Le 26 juin, le Bow Jubail a été remorqué depuis son poste d'amarrage d'origine jusqu'à un chantier naval pour réparation dans la région de Botlek. Le navire a finalement quitté Rotterdam le samedi 7 juillet.
Selon le rapport d'enquête, c’est un problème de communication qui serait à l'origine de l'accident et qui a eu pour conséquence une mauvaise évaluation de la position du gouvernail par le capitaine, ce qui a amené le navire à prendre une mauvaise direction. La passerelle s’en étant rendu compte trop tard.

La lutte antipollution

L’autorité portuaire ainsi que le Directorate-General for Public Works and Water Management se sont chargés de mener la réponse antipollution qui a principalement consisté au confinement de la pollution par la pose de barrages au plus près du navire. Les opérations de récupération des hydrocarbures sur le plan d’eau ont permis d’en collecter environ 160 tonnes, trois jours après le sinistre.
De nombreuses infrastructures portuaires (jetées, quais, enrochements, mouillages, etc.) ont été souillées, nécessitant des actions de nettoyage les semaines suivantes, notamment par l’utilisation de jets d’eau chaude à haute pression pour décoller le fioul lourd vieilli.

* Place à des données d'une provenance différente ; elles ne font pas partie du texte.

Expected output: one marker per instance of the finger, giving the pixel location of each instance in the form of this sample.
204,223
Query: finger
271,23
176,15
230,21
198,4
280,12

Plusieurs kilomètres d’enrochements ont d’ailleurs dû être remplacés du fait de la persistance du produit.
Deux aires de lavage des coques des navires souillées ont également été mises en place, permettant la reprise rapide du trafic maritime afin de garantir une perturbation minimale des activités portuaires.
Les voies navigables relèvent de la juridiction du ministère néerlandais de l'Infrastructure et de la Gestion de l'eau (Rijkwaterstaat), qui a également engagé ses propres moyens pour l'intervention en mer et le nettoyage du littoral.

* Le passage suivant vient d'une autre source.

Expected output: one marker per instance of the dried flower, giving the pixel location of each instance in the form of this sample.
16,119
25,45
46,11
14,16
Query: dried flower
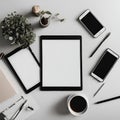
16,29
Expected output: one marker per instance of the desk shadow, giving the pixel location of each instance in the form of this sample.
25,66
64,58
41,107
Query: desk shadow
61,107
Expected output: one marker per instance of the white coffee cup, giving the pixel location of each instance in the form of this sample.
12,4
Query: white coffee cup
77,104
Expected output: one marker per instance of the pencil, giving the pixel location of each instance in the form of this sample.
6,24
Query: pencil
100,44
107,100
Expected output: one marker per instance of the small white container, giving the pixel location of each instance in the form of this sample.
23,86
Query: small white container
74,113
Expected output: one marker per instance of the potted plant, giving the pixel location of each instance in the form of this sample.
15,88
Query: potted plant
17,29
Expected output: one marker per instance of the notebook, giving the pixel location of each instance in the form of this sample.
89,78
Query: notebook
6,89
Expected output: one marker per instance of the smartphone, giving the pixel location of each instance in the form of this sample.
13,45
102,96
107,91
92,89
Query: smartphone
104,65
91,23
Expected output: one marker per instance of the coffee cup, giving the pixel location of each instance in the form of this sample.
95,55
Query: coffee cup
77,104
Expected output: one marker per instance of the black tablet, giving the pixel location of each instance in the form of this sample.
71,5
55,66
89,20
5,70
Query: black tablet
61,62
25,67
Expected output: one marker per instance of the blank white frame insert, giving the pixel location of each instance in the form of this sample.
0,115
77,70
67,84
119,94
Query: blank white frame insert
61,61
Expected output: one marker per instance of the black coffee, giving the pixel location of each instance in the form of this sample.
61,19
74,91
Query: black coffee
78,104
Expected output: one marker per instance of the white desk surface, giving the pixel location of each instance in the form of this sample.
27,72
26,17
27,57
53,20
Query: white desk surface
53,104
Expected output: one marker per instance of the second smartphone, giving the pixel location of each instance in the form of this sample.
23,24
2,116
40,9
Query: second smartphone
91,23
104,65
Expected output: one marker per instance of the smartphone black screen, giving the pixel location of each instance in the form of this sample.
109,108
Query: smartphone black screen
105,65
92,23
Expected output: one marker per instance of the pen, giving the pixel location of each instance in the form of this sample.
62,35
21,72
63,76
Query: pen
100,44
98,89
107,100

Les impacts socioéconomiques et environnementaux

Les voies de navigation aux abords de l’accident ont été temporairement fermées, perturbant momentanément les usages au sein du port.
D’un point de vue écologique, 500 cygnes souillés ont été capturés et réhabilités avant d’être relâchés le mois suivant et environ un millier d’oiseaux au total ont été souillés à divers degrés par la pollution.

Indemnisation

Odfjell avait annoncé qu’ils assumeraient la responsabilité de tous les coûts du nettoyage « jusqu'au maximum de leur responsabilité légale » alors que l'ensemble des opérations de nettoyage était estimé à 80 millions d'euros par l'Autorité portuaire.
Au moment de l’accident, le Bow Jubail était lège et le pétrole déversé du fioul lourd de propulsion. Lors de son voyage précédant, de Houston à Rotterdam via Anvers, le Bow Jubail transportait du « pétrole » comme mentionné dans le CLC de 1992. Et son armateur avait déclaré les citernes exemptes de résidus de cargaison au moment de l'accident.
Afin de limiter sa responsabilité et de limiter les couts, le propriétaire du navire a demandé au tribunal de district de Rotterdam de statuer conformément à la Convention on Limitation of Liability for Maritime Claims, 1976 telles que modifiées par le Protocole de 1996 (LLMC 76/96) alors que l’armateur faisait valoir le Bunkers Convention 2001.
L'aspect judiciaire de cette affaire a finalement duré plus de six ans. Il s'agit d'une affaire unique aux Pays-Bas sur les responsabilités et conventions concernées.
En novembre 2018, le tribunal de district de Rotterdam a décidé que le propriétaire du navire n'avait pas prouvé que le pétrolier ne contenait pas de résidus d'hydrocarbures persistants au moment de l’accident et donc considéré que le Bow Jubail était un navire au sens de la définition la Convention sur la responsabilité civile (CLC) de 1992 et de ne pas accorder l'autorisation de limiter sa responsabilité au titre de la Convention Bunkers 2001.
Le 27 octobre 2020, la Cour d'appel de La Haye a rendu son arrêt confirmant cette décision du tribunal de district de Rotterdam.
Le propriétaire du navire a alors fait appel du jugement devant la Cour suprême des Pays-Bas et le Fipol (Fonds de 1992) a demandé à être autorisé à s’y joindre. Demande accordée en décembre 2021 par la Cour suprême.
En 2021, le capitaine du navire a quant à lui été condamné à une amende de 1 000 euros.
De actions en justice ont par ailleurs été intentées par plusieurs (25) demandeurs devant le tribunal de district de Rotterdam contre le propriétaire du navire, son assureur et les autres parties.
Le Bow Jubail a été finalement été jugé en 2022 comme un navire au sens de la Convention sur la responsabilité civile de 1992. En conséquence, le Fipol (Fonds de 1992) a pu fournir une indemnisation supplémentaire au-delà de la limite de responsabilité des propriétaires du navire.

Pour en savoir plus

Lettre technique mer littorale n°47, 2018-1 - Cedre

Les impacts sur la faune :

Zone du naufrageRotterdam
Zone du déversementZone portuaire
Cause de l'accidentCollision
Nature polluantFioul lourd de propulsion (HFO)
Quantité déversée217 tonnes
Type de navire/structureNavire-citerne
Longueur183 m
PavillonNorvégien
PropriétaireNational Chemical Carriers Ltd (NCC)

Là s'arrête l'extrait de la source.